Once a comprehensive assessment has been completed, the child and parents need to be involved in drawing up a treatment plan. The successful rate of treatment will depend on the extent to which they feel their wishes, fears and anxieties have been addressed during the initial meetings. It is useful for the therapists and the family/child to set out some targets for what will be seen as a successful outcome of treatment.

Diagnostic labels are helpful if parents and the child have an understanding of the criteria used for making a diagnosis and its potential for treatment. Caution needs to be exercised, however, as diagnostic labels can be seen as stigmatizing and parents often withdraw from treatment for fear of being ‘labelled’. Diagnosis has potential benefits as it is a concise way in which information, regarding the nature, origin and prognosis for a particular child, can be conveyed. It also allows for special provisions to be made to meet the child’s needs (special school, statementing). Clinical governance, the framework through which NHS organizations are held accountable for the quality of services, has emphasized the need for evidence-based practice. The National Institute for Clinical Effectiveness has produced guidelines for the diagnosis and management of ADHD with particular reference to the use of stimulants (Techology Appraisal Guidance No. 13 National Institute for Clinical Excellence).

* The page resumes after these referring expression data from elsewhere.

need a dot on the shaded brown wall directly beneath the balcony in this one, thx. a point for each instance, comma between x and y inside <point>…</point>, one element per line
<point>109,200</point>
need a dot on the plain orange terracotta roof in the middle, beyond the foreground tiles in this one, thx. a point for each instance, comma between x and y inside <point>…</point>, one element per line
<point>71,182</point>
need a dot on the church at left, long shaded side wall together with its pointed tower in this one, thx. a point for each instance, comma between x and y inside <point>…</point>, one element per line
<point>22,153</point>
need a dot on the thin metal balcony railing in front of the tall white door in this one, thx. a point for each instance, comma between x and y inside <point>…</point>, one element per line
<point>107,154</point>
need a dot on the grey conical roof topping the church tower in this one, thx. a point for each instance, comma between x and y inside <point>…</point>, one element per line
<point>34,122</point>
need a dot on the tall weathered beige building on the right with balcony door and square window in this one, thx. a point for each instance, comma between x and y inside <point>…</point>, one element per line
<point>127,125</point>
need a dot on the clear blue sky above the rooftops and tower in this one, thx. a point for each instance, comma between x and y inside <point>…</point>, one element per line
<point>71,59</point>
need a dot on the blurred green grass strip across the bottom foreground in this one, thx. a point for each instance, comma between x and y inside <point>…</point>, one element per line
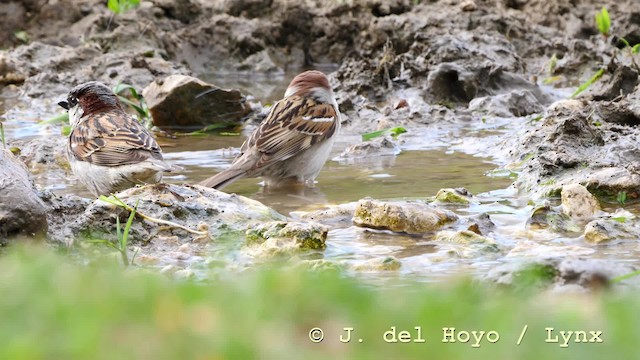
<point>51,307</point>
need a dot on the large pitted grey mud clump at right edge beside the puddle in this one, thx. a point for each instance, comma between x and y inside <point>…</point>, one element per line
<point>573,144</point>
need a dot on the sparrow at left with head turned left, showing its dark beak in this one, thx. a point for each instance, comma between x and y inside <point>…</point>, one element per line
<point>108,150</point>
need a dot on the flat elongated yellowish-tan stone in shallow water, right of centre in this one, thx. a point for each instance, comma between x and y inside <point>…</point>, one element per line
<point>412,217</point>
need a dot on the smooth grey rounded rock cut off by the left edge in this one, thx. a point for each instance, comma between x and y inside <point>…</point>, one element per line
<point>21,210</point>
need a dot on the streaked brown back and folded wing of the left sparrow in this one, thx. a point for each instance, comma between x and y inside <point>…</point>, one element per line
<point>113,139</point>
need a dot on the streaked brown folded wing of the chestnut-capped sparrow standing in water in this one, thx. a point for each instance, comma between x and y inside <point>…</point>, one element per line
<point>293,125</point>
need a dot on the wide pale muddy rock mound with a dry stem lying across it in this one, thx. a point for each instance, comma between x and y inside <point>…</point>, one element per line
<point>226,215</point>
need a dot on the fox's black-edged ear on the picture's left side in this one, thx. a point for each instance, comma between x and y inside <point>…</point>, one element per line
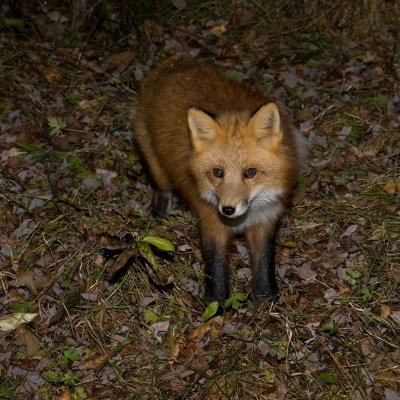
<point>204,129</point>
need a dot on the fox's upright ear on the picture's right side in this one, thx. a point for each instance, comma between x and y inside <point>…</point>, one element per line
<point>265,125</point>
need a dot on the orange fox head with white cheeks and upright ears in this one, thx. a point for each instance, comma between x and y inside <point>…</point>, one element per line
<point>238,160</point>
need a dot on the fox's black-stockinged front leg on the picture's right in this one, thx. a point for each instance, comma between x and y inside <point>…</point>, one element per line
<point>261,242</point>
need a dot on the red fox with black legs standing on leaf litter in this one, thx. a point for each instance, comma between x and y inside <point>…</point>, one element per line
<point>230,153</point>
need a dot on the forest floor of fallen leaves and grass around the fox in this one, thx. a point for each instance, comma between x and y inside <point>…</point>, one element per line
<point>99,300</point>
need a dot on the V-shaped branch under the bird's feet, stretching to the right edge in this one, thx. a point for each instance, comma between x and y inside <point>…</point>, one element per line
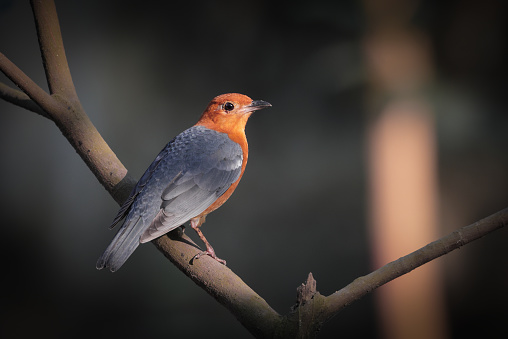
<point>313,309</point>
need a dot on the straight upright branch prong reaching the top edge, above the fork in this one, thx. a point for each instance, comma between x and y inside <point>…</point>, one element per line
<point>57,70</point>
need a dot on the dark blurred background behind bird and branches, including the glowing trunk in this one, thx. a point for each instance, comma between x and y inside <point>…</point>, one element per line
<point>387,131</point>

There is fairly strong evidence of efficacy for the use of medication in hyperkinesis, parent training in conduct disorders and family therapy in the treatment of anorexia in adolescents. Behaviour treatments for soiling and enuresis have also been found to be effective. On the other hand, there is very little evidence that the use of tricylics in adolescent depression and social skills’ therapy in clinic settings for peer relationship problems are effective.